Canadian Forest Service Publications
Évaluation de la coupe avec protection de la régénération et des sols comme méthode de régénération de peuplements mélangés du domaine bioclimatique de la sapinière à bouleau jaune de l'est du Québec, Canada. 2000. Laflèche, V.; Ruel, J.C.; Archambault, L. The Forestry Chronicle 76(4) : 653-663.

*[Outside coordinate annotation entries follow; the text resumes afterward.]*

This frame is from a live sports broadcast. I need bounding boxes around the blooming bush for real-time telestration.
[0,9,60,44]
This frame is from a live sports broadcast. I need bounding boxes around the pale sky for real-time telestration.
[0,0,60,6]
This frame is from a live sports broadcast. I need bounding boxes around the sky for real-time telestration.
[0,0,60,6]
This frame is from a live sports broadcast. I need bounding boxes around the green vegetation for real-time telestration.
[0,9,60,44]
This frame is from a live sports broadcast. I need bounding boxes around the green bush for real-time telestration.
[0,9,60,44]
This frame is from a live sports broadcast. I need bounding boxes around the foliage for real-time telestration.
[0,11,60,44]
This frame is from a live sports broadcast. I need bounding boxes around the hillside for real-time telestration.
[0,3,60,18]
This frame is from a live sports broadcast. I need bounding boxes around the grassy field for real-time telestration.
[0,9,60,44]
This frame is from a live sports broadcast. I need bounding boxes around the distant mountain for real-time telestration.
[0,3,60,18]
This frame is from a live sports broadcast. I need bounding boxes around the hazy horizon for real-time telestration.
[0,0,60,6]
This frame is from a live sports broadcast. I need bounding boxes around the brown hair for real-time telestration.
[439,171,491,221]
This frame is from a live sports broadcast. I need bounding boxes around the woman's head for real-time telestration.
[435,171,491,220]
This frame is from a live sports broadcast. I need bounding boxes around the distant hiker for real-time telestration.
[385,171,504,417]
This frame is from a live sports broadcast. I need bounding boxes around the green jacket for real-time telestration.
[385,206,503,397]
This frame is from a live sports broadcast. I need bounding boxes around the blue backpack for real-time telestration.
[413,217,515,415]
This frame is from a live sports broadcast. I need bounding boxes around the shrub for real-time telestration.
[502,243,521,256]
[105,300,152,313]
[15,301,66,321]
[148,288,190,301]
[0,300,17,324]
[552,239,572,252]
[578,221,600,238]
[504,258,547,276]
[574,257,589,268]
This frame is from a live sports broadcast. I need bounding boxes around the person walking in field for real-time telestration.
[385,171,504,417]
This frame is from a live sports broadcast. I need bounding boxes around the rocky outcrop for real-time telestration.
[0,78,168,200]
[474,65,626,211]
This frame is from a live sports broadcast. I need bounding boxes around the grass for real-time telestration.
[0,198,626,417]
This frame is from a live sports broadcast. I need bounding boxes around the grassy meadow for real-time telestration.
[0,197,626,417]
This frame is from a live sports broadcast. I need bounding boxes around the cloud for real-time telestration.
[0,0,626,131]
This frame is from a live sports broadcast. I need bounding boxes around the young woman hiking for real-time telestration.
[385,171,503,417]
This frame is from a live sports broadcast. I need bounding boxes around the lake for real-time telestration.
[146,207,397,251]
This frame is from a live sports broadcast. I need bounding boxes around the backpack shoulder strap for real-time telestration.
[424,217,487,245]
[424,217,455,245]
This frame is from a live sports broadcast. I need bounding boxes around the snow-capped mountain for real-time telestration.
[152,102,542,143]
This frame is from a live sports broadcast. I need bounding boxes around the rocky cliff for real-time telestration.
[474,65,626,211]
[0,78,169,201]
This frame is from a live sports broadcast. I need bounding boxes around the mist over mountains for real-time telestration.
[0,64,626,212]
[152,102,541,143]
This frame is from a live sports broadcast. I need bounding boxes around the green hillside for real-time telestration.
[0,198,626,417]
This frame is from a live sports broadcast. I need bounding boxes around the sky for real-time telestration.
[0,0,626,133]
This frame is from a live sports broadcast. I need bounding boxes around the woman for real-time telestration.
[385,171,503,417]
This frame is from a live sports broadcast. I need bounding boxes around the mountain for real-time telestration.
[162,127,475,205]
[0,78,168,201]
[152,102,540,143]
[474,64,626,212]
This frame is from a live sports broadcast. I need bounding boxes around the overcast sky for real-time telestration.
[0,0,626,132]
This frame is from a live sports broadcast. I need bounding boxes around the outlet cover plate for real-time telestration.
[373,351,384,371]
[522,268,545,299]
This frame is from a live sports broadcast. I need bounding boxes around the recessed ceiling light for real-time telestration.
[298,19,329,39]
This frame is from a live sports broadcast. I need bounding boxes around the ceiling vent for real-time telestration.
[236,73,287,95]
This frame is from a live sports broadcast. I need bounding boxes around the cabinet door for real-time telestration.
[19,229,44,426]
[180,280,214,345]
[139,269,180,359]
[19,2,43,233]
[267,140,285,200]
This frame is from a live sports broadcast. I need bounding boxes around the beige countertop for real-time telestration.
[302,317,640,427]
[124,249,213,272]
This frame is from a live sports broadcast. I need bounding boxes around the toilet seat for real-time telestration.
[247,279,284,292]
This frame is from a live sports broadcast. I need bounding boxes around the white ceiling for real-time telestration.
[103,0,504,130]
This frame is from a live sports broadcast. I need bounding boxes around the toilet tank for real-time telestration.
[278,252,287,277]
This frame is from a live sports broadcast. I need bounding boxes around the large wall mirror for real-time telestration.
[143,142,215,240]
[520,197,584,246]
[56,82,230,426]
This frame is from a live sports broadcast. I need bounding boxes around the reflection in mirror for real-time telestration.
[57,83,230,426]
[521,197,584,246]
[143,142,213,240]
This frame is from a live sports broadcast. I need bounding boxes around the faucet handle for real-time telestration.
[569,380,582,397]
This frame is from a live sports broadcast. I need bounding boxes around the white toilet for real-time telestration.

Issued by: Laurentian Forestry Centre
Catalog ID: 20472
Availability: PDF (request by e-mail)
The effect of careful logging to preserve advance growth was studied in mixedwood stands of the balsam fir (Abies balsamea (L.) Mill.) - yellow birch (Betula alleghaniensis Britton) eco-climatic domain in eastern Quebec, Canada. The study is based on 19 sites harvested five years earlier. In each cutover, 50 sample plots have been established to quantify the abundance of regeneration five years after logging. This cutting method proved to be ineffective in limiting the invasion of competiting species such as mountain maple (Acer spicatum Lam.) and pin cheny (Prunus pensylvanica (L.), which fully occupied the sites with 25 092 and 5619 stems ha-1 respectively. Balsam fir was abundant after five years in the study area with 13 500 stems ha-1 but two thirds of the seedlings were smaller than 30 cm. Soil disturbance was minimal, probably limiting the establishment of yellow birch, which reached a density of 1416 stems ha-1 five years after logging. Height growth projection of regeneration over five years showed that competiting species should still dominate the sites. Commercial species should improve their position but would still account for only 40 % of dominant stems. It is therefore unlikely that this regeneration method will be successful in bringing back the initial stand composition in a short period of time. The next stands will probably contain a high proportion of intolerant species with a dominance of paper birch (Betula papyrifera Marsh.) over yellow birch. In the near future, cleaning operations should be conducted to reduce the impact of competing vegetation and make sure that balsam fir will remain in the main canopy.